Disabling Depression; explained by Kraepelin

Too slow breathing accompanied by too slow/decreased locomotor activity. Kraepelin was convinced form his physical examinations of bipolar depressed patients that their breathing rate was problematic at rest and causing retention of acids [PCO2].

Locomotor activity seems to be an emergent property of the respiratory pump muscle system.

The respiratory pump system is made up of the spine, the ribs, the sternum, and the muscles and nerves that serve ventilation [the process of moving air in and out of the body.]

The lungs have no skeletal muscles of their own. The work of breathing is done by the diaphragm, the muscles between the ribs (intercostal muscles), the muscles in the neck, and the abdominal muscles.

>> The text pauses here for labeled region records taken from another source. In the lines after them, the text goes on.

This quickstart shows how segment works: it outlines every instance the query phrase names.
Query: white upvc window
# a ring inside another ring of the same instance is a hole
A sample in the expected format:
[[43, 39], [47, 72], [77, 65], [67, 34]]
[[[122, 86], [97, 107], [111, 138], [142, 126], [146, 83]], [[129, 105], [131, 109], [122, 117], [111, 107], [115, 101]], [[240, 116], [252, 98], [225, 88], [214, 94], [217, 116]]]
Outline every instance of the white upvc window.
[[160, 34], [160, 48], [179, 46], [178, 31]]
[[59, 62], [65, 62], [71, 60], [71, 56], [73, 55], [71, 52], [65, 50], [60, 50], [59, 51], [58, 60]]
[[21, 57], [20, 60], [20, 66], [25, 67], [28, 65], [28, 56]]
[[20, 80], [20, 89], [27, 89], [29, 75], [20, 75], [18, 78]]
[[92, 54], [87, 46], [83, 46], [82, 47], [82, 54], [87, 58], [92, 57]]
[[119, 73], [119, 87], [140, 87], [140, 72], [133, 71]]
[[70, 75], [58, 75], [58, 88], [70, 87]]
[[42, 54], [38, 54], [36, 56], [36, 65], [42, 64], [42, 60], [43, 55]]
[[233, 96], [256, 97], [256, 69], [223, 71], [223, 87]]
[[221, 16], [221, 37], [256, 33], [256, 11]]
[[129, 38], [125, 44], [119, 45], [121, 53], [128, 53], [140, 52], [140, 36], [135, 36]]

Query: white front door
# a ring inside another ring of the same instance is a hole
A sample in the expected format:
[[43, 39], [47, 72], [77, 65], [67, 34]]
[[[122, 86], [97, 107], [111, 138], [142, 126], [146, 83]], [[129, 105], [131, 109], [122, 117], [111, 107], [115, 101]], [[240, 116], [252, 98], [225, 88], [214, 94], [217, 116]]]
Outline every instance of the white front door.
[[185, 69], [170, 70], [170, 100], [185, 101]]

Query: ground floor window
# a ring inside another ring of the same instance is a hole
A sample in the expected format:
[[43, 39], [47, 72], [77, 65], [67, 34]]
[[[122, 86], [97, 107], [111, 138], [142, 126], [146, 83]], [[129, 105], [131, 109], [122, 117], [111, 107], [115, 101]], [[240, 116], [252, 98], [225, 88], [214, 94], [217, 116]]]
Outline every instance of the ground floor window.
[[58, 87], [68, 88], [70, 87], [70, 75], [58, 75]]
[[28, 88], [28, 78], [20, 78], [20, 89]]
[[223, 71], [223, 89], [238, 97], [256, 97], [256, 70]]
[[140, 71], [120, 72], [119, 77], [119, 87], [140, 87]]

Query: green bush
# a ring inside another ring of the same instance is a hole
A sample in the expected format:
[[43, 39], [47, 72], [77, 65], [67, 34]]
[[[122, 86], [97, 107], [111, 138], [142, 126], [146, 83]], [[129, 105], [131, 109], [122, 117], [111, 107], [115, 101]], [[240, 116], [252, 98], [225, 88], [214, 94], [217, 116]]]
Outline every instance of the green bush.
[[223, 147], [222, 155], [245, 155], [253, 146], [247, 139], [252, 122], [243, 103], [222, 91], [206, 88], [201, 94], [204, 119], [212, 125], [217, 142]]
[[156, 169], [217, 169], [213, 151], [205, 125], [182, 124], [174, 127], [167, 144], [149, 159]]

Breathing is usually automatic, controlled subconsciously by the respiratory center at the base of the brain. Breathing continues during sleep and usually even when a person is unconscious. People can also control their breathing when they wish, for example during speech, singing, or voluntary breath holding. Sensory organs in the brain and in the aorta and carotid arteries monitor the blood and sense oxygen and carbon dioxide levels. Normally, an increased concentration of carbon dioxide is the strongest stimulus to breathe more deeply and more frequently. Conversely, when the carbon dioxide concentration in the blood is low, the brain decreases the frequency and depth of breaths. During breathing at rest, the average adult inhales and exhales about 15 times a minute. https://www.merckmanuals.com/home/lung-and-airway-disorders/biology-of-the-lungs-and-airways/control-of-breathing

Remember that Paula only breaths 3-5 breaths/minute using abdominal muscles in health and during depressive episodes. Does this mean that she does not experience rising carbon dioxide in the blood as a stimulus? Or does it mean that her PCO2 is low. Deep breathing will blow off too much carbon dioxide but abnormally slow breathing means she may not be exchanging enough air. Only an arterial blood gas test will tell us if her CO2 blood levels are too low or too high. And why is only 5 breaths per minute fine during health. Does anyone breath at so low a rate?

Remember the post when I discuss the normal range of breathing rate in healthy adults, from 3 breaths per minute to 30 breaths per minute at rest.

It seems we may not know as much as we think about breathing at rest.

It does seem clear that locomotor activity IS a stimulus for increased breathing frequency, as it should be.

Being physically ill with an infection or heart failure or blood loss should also raise breathing rate but in Paula, it doesn’t…..why?

We think that bipolar attacks are different stages of response of the body to asphyxiation due to attacks of respiratory failure due to lack of adequate response from the respiratory pump muscles in an emergency weakening the body [like infection].

The first response would be to conserve energy, stop moving, ….or maybe the voluntary muscles are weakened from lack of circulating air even if the necessary ratio of air is OK.

Maybe we have no clue wha happens during a very gradual unchecked respiratory failure due to an impaired respiratory pump system.